La Confessio Fraternitatis

     Le premier Manifeste annonçait la publication prochaine d'une «Confession» où seraient énoncées les trente-sept causes pour lesquelles l'Ordre révèle son existence. Le deuxième ne donne pas ces raisons, mais se présente comme un complément qui se veut plus clair, en reformulant « les passages quelque peu insondables et obscurs des Échos. La Confessio Fraternitatis, ou Confession de l'insigne confrérie du très honoré R.C. à l'adresse des hommes de science de l'Europe, comporte quatorze chapitres, division qui ne sera pas toujours conservée dans les éditions suivantes. Dans ce texte, les Rose-Croix soulignent qu'ils possèdent l'antidote à la maladie qui ronge la science et la philosophie, car ils possèdent la clé de toutes connaissances, qu'il s'agisse des arts, de la philosophie, de la théologie ou de la médecine.
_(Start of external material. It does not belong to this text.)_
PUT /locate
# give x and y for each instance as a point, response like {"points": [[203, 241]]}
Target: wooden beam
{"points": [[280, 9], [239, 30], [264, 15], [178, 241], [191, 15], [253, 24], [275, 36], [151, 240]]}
Ils donnent aussi de nouvelles précisions quant aux sources de leur savoir, en indiquant qu'il n'est pas issu uniquement des recherches effectuées par Christian Rosenkreutz, mais aussi des révélations qu'il a obtenues par illumination divine grâce aux offices des anges.

Millénarisme

     Alors que le texte du premier Manifeste, hormis la lettre de Haselmayer, ne faisait pas allusion à la prophétie du Lion du Septentrion, la Confessio Fraternitatis l'évoque en annonçant que ses «trésors resteront inviolés, jusqu'à ce que le Lion advienne» (ch. 6) réf. (5) et fait coïncider le rugissement de ce Lion avec la chute prochaine du pape (ch. 5). D'une manière générale, on peut dire que ce nouveau Manifeste présente un aspect millénariste. Après l'optimisme affiché par la Fama Fraternitatis, qui voyait s'ouvrir une ère nouvelle enrichie par l'apport d'une nouvelle connaissance, la Confessio Fraternitatis semble plus pessimiste. Elle annonce en effet que le monde est «sur le point d'atteindre l'état de repos […] après l'achèvement de sa période et de son cycle» (ch. 1). Cette fin des temps est celle du Millenium, la période de mille ans qui va succéder aux six mille ans déjà écoulés (réf. à la prophétie d'Élie), car les Rose-Croix ont reçu pour mission d'allumer le «sixième candélabre» (ch. 4). Cette époque correspond avec la troisième ère de Joachim de Flore, celle du Saint-Esprit où le sixième sceau achève de s'ouvrir. Les Rose-Croix présentent leur révélation comme une dernière grâce offerte par Dieu «au monde dont la fin suivra de peu» (ch. 7). Elle permettra à l'humanité de jouir pendant quelque temps d'une «vie et d'une magnificence semblables à celles qu'a perdues et gaspillées, au Paradis, Adam» (ch. 7). La Confessio Fraternitatis reprend ici un élément présenté dans le premier Manifeste, la «révélation primordiale» qu'Adam aurait reçue après la Chute.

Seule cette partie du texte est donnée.